I come from Scala, and there semicolon inference works flawlessly. Why do you consider it to be an abomination in Javascript? (Except this famous corner case with continued line, almost never encountered in practice).
Things like this[1] are why I dislike semicolon inference. I very much think in language grammars, and languages that do clever things on top of that tend to annoy me. And, yes, I realize significant whitespace is likely implemented as a an edge case outside of the grammar, but it's at least simple.
An interesting thing with Scala is that in the BNF, "semi" is defined as ';' or nl.[2] After doing some initial reading about Scala, I was pretty much wondering why Scala needed semicolons at all. What you call "semicolon inference" seems like it's more like "optional semicolons", in that the language doesn't really need them.
Well... This is a sort of whitespace sensitivity, and I don't really like it, because that means that some tokens may or may not be meaningful depending on the context, which increases the complexity of the syntax -- and syntax is probably the first thing that I think should be dumb simple and predictable.
Is that a definite no, and there's no chance of compiling whatever $newLanguage is written to the current nix code prior to execution?
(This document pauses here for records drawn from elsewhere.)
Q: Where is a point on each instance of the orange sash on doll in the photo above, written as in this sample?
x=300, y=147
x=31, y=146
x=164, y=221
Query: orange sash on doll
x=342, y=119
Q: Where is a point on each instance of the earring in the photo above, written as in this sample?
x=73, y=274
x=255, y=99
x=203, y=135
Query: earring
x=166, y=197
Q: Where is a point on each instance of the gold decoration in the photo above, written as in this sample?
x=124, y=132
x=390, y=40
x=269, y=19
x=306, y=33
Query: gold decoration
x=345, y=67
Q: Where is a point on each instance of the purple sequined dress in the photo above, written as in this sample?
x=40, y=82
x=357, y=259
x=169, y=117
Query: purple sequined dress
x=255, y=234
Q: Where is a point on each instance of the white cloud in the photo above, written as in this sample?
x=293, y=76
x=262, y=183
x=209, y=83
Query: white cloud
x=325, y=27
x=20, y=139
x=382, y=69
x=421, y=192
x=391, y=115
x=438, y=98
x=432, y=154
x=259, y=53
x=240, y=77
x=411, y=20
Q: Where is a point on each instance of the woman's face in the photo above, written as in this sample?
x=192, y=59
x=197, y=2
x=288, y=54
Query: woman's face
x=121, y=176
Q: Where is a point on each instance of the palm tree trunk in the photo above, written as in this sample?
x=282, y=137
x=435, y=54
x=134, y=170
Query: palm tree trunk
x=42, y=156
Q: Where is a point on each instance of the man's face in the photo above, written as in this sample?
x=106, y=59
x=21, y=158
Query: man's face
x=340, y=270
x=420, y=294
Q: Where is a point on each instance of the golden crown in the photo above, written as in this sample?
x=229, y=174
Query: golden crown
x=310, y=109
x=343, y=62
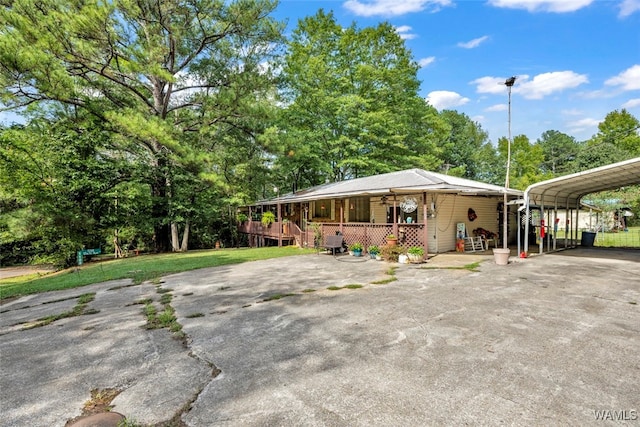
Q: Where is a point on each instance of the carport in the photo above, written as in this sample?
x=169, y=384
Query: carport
x=566, y=192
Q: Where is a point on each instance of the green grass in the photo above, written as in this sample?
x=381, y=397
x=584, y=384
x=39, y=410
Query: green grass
x=277, y=297
x=620, y=239
x=385, y=281
x=139, y=269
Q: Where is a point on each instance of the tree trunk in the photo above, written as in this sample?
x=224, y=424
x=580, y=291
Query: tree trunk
x=175, y=237
x=185, y=237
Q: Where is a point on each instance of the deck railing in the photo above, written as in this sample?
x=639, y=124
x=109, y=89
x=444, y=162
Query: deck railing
x=365, y=233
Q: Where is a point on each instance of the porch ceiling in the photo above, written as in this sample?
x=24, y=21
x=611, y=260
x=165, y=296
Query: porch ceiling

If that was possible, and a few $000 was raised (looking at the comments here, I think people would chip in) then a new version of the Nixlang with the same semantics and full backwards compatibility but a cleaner syntax, would be a great project to fundraise for.
Can't it just accept two different syntaxes (if really necessary for disambiguation, perhaps requiring people to put some magic string at the beginning of the file to request the new syntax)?
About the multiple versions, the problem with "classical" package managers is that you have to do some manual renaming to ensure that both versions won't be installed in the same place in the file-system, which is tedious and doesn't scale well. Furthermore you may encounter some problems because both will be visible at the same time if the packager isn't careful enough. For example, if a software X has a dependency of libfoo2.1 and you happen to have libfoo3.1 also installed, the installation script for X may use libfoo3.1 instead of libfoo2.1, in which case you risk to encounter bugs because X hasn't been tested against libfoo3.1.